Yeah, the goalie was tough to beat, but Montreal’s defense proved surprisingly formidable too.

NHL: Los Angeles Kings at Montreal Canadiens Eric Bolte-USA TODAY Sports

We were hoping the Los Angeles Kings could overcome the Montreal Canadiens’ natural goaltending advantage by just overwhelming them with offensive pressure and shots. It didn’t happen that way, as LA lost 4-1 to snap their three-game winning streak.

[Box Score]

Things kicked off with a short tribute to the first goaltending Hall of Famer and retired number in the history of the Kings. Of course, this was all taking place in Montreal, but Rogie Vachon won three Stanley Cups for the Habs before all of his fine work in LA’s net. I guess we can share him. (video via Sportsnet)

Vachon’s ceremony was also a bit of foreshadowing; as we stated before the game, tonight was going to be all about the goaltenders. The unexpected twist was that Peter Budaj ended up being much busier than his more-heralded counterpart in the opposing net. Montreal was aggressive, but in contrast to their previous five games, they were aggressive to the point where the other team couldn’t generate a bunch of chances at the other end. Aside from one good shift from Anze Kopitar, Tanner Pearson, and Teddy Purcell, LA was hemmed in for most of the first.

The Kings survived a Matt Greene penalty, and it looked like they were going to get away with spending a bunch of time in their own zone after a series of blocked shots by Alec Martinez and Derek Forbort. However, Martinez and Jake Muzzin had been on the ice for a minute and a half, and Alexander Radulov capitalized by faking out Muzzin and driving past him to the net to set up Paul Byron.

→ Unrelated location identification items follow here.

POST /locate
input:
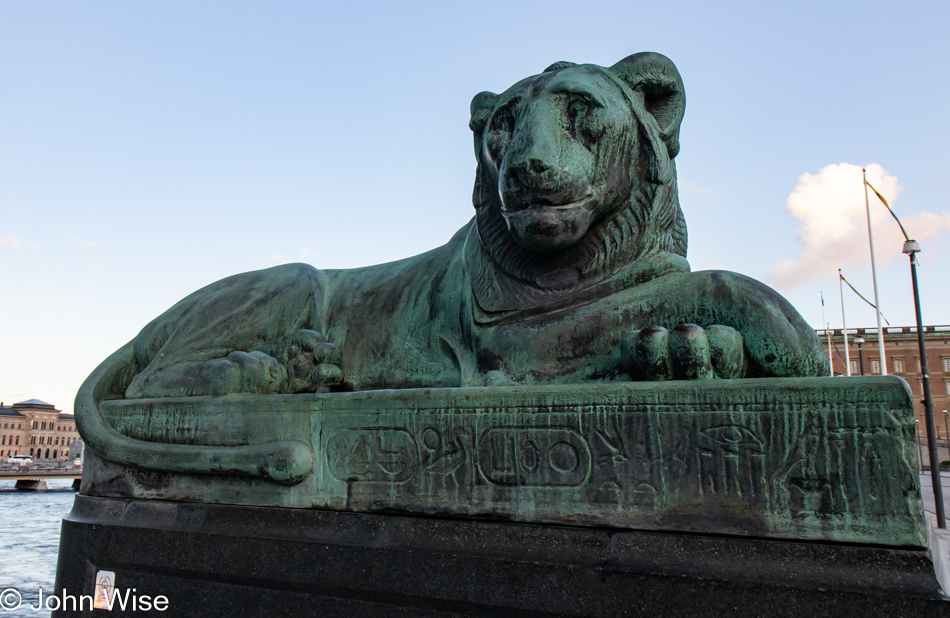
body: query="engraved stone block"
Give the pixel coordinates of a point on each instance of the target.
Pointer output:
(808, 458)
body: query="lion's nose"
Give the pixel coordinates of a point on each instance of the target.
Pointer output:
(533, 174)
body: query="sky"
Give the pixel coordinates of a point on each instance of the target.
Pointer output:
(150, 148)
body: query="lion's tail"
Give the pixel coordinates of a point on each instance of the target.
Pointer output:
(287, 462)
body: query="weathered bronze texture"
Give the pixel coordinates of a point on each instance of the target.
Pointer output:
(825, 459)
(573, 271)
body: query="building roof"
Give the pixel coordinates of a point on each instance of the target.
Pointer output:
(33, 402)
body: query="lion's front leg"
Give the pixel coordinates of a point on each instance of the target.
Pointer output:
(300, 362)
(688, 352)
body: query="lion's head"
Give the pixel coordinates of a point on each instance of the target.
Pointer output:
(575, 171)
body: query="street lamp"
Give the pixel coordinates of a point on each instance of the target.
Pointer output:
(859, 341)
(911, 247)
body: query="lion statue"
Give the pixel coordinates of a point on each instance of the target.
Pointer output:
(573, 270)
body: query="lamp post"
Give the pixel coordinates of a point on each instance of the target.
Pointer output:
(859, 341)
(911, 247)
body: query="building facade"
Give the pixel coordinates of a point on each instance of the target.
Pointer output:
(38, 429)
(902, 358)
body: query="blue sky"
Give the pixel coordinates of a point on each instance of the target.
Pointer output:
(147, 149)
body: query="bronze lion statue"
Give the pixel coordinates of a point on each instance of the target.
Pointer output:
(573, 270)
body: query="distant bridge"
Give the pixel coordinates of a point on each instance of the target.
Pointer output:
(33, 478)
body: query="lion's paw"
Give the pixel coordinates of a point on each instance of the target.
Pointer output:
(299, 362)
(688, 352)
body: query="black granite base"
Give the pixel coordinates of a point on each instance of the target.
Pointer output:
(217, 560)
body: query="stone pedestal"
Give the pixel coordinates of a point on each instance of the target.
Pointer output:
(819, 458)
(785, 497)
(219, 560)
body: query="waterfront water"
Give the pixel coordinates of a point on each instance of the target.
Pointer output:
(29, 539)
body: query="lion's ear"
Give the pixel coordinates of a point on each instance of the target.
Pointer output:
(482, 105)
(561, 64)
(664, 98)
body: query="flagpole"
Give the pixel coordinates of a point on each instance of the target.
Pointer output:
(877, 302)
(844, 328)
(831, 368)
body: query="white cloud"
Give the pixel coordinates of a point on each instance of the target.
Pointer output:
(830, 209)
(689, 188)
(12, 241)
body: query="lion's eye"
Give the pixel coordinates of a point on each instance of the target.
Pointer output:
(583, 119)
(500, 128)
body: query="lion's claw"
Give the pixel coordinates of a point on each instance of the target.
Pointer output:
(688, 352)
(299, 362)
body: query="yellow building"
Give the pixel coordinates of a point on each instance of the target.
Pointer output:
(38, 429)
(902, 358)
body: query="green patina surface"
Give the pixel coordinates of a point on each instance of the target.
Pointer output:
(804, 458)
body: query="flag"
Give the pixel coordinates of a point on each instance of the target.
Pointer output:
(859, 294)
(886, 205)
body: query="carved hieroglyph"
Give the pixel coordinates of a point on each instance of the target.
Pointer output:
(787, 458)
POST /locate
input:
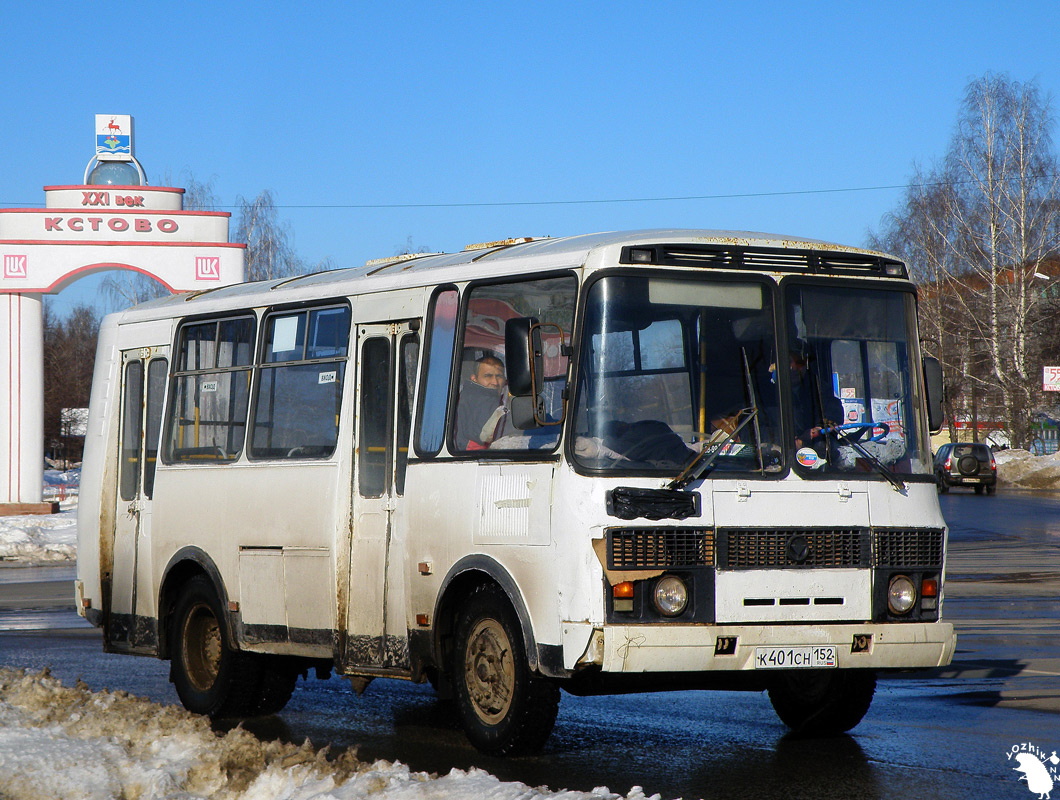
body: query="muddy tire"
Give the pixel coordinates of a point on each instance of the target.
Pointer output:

No such excuses for the second goal; Torrey Mitchell beat Jeff Carter cleanly off the draw, and Daniel Carr tipped in Andrei Markov’s point shot. The broadcasters had been saying that the only real way to beat Carey Price was to get traffic and to change the trajectory of shots as they came in, but LA got beaten to the punch, and it was 2-0 after one.

Montreal, predictably, formed more of a shell from that point on; they only got ten shots on Budaj in the final two periods. One of them went in, though. The real kicker was that is went in after Anze Kopitar’s creative move around Carey Price beat the goalie but not the post, and after Nic Dowd swung at a loose puck and caught a loose stick instead. At the other end, Jeff Petry’s shot led to a big rebound, and both Alec Martinez and Derek Forbort got turned around.

Philip Danault (the guy in front of Budaj) easily beat everyone else to the puck and slid it under a lunging Budaj to make it 3-0.

LA’s three offensive stars ensured that the game wouldn’t be a shutout, as a feed from Jeff Carter went off the skate of Anze Kopitar and straight to Tyler Toffoli on the power play. (That’s one way to change trajectory.) It was a breakthrough, but it could have been so much better; the goal took place on the back end of a four-minute power play, and Kopitar had come thisclose to scoring on the front end of it. And while I’ve managed to come this far without talking about Carey Price, he made sure we were going to bring him up.

Price finished with 23 saves, well off of his usual workload, but he had been positionally perfect prior to the final ten minutes. At that point, LA ramped up the pressure, and he started showing off. Toffoli’s goal made it 3-1, but by the time Alex Galchenyuk was depositing an empty-netter, Montreal had weathered another power play and prevented the Kings’ forwards from getting another shot at even strength.

It was a disappointing night for the Kings; if Price had stolen the game it would have been one thing, but they simply couldn’t get things going until it was far too late. They’ll have an easier task in Ottawa tonight.